The odds of persistent atopic dermatitis was significantly lower for each additional year of age at onset (adjusted odds ratio 0.84). A child whose atopic dermatitis began at age 10 years, therefore, had a 75% lower odds of persistent disease over time compared to one whose condition began at age two years.
“Earlier onset atopic dermatitis was associated with worse disease control and greater persistence over time, independent of sociodemographic characteristics and atopic comorbidities,” Joy Wan, M.D., department of dermatology, University of Pennsylvania Perelman School of Medicine, Philadelphia, says. “Our findings suggest that atopic dermatitis onset age differentiates clinically distinct forms of the disease.”
In all three groups, the proportion of subjects reporting persistent atopic dermatitis generally declined with older age, and differences among the three onset groups were most pronounced from early adolescence onward, with a subset of patients with early-onset atopic dermatitis experiencing disease resolution, she adds.

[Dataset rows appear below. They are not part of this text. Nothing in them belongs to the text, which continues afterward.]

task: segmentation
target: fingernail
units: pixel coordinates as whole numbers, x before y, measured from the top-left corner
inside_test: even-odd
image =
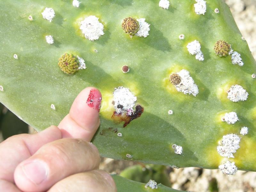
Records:
[[[102,99],[100,92],[97,89],[93,89],[90,91],[86,103],[89,107],[95,109],[99,112]]]
[[[47,176],[47,166],[41,161],[34,161],[23,165],[22,167],[26,177],[36,185],[42,183]]]

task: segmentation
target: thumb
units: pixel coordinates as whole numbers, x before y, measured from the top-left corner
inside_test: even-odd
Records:
[[[101,94],[94,87],[87,87],[75,100],[68,114],[59,125],[62,138],[90,141],[100,125]]]

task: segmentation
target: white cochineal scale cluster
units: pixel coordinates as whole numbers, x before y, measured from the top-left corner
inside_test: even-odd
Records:
[[[99,21],[99,18],[94,15],[85,18],[81,22],[80,29],[87,39],[93,41],[99,39],[104,35],[103,24]]]
[[[201,45],[198,41],[195,40],[189,43],[187,48],[190,54],[192,55],[196,55],[196,59],[199,61],[203,61],[204,60],[204,54],[201,51]]]
[[[185,69],[182,69],[176,73],[181,79],[180,83],[174,85],[177,91],[182,92],[185,95],[191,94],[196,97],[199,93],[199,91],[197,86],[190,76],[189,72]]]
[[[123,86],[115,88],[113,92],[113,104],[117,114],[126,113],[128,116],[133,112],[133,107],[137,97],[128,88]]]

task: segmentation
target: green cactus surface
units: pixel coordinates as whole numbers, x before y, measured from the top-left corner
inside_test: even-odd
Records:
[[[92,142],[101,156],[217,169],[228,157],[221,156],[217,147],[223,136],[234,133],[241,139],[240,148],[228,159],[238,169],[256,171],[256,79],[252,78],[256,63],[228,5],[221,0],[207,1],[206,12],[198,15],[193,0],[170,1],[167,10],[156,0],[81,1],[79,7],[71,0],[2,4],[1,102],[40,131],[58,125],[78,93],[95,86],[102,98],[100,125]],[[46,7],[55,11],[51,22],[42,15]],[[80,28],[91,15],[99,18],[104,34],[99,32],[90,40]],[[131,16],[145,19],[149,35],[131,38],[124,32],[122,21]],[[184,39],[179,38],[182,34]],[[46,36],[52,36],[54,43],[47,43]],[[190,53],[201,60],[188,51],[195,40],[201,47]],[[220,40],[231,45],[232,55],[216,55],[214,45]],[[65,53],[83,58],[86,68],[63,73],[58,63]],[[124,65],[129,66],[128,72],[122,72]],[[182,80],[177,84],[170,81],[170,76],[181,75],[182,69],[196,85],[190,85],[192,92],[178,91]],[[230,89],[236,85],[246,90],[241,99],[232,93],[239,87]],[[113,102],[115,88],[122,86],[137,97],[133,111],[126,113],[117,112],[125,107],[119,104],[115,108]],[[187,91],[186,95],[181,92]],[[231,112],[239,120],[234,124],[223,118]],[[244,126],[248,128],[244,135],[240,133]]]
[[[145,192],[182,192],[183,191],[171,188],[162,185],[158,184],[157,188],[152,189],[145,188],[145,183],[132,181],[117,175],[112,175],[116,184],[117,191],[130,192],[138,191]]]

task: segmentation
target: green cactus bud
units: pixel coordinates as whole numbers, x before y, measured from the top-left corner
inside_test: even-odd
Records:
[[[65,53],[59,59],[58,65],[64,73],[73,74],[78,70],[79,63],[78,59],[73,54]]]
[[[139,31],[140,25],[137,20],[132,17],[129,17],[123,20],[122,28],[124,32],[129,35],[132,38]]]
[[[220,57],[226,56],[230,50],[230,45],[225,41],[218,41],[215,44],[214,50],[216,55]]]
[[[179,84],[181,81],[180,77],[177,73],[173,73],[170,76],[170,81],[175,85]]]

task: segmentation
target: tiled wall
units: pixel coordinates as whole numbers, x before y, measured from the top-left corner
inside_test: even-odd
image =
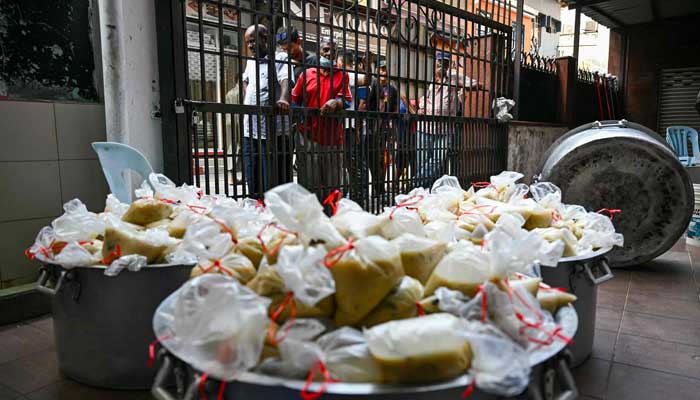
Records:
[[[36,279],[24,249],[63,203],[104,208],[107,182],[90,147],[104,140],[101,104],[0,101],[0,289]]]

“In our early-onset group, a continuous decline in reports of persistent atopic dermatitis occurs in early childhood and nadirs at age 13, likely reflecting those individuals whose atopic dermatitis resolved,” Dr. Wan says.
Previous studies have shown that earlier onset atopic dermatitis is associated with a greater risk for asthma, allergic rhinitis, and food allergies as well as the presence of genetic risk variants for atopic dermatitis, which suggests that the timing of atopic dermatitis onset is driven, in part, by genetics and is associated with not only atopic dermatitis severity and persistence but also atopic burden overall.
“From a clinical perspective, the age of atopic dermatitis onset may be helpful for risk stratifying and counselling patients about their expected disease course. Although more precise subtypes of atopic dermatitis may be identified by combining clinical, genetic, and biomarker data, a simple approach to atopic dermatitis sub-classification remains clinically useful,” Dr. Wan says.
“The timing of disease onset is normally assessed as part of the clinical history for patients with atopic dermatitis while genetic and laboratory tests are not routinely performed. By considering the framework of early-onset or late-onset disease, we can identify those patients at greater risk for persistent or poorly controlled atopic dermatitis and whom may benefit from more intensive treatment or monitoring,” she says.
1. Wan J, Mitra N, Hoffstad OJ, Yan AC, Margolis DJ. Longitudinal atopic dermatitis control and persistence vary with timing of disease onset in children: a cohort study. J Am Acad Dermatol. 2019.
2 Lee E, Lee SH, Kwon JW, et al. Atopic dermatitis phenotype with early onset and high serum IL-13 is linked to the new development of bronchial hyperresponsiveness in school children. Allergy. 2016;71(5):692-700.
3 Seo E, Yoon J, Jung S, Lee J, Lee BH, Yu J. Phenotypes of atopic dermatitis identified by cluster analysis in early childhood. J Dermatol. 2019;46(2):117-123.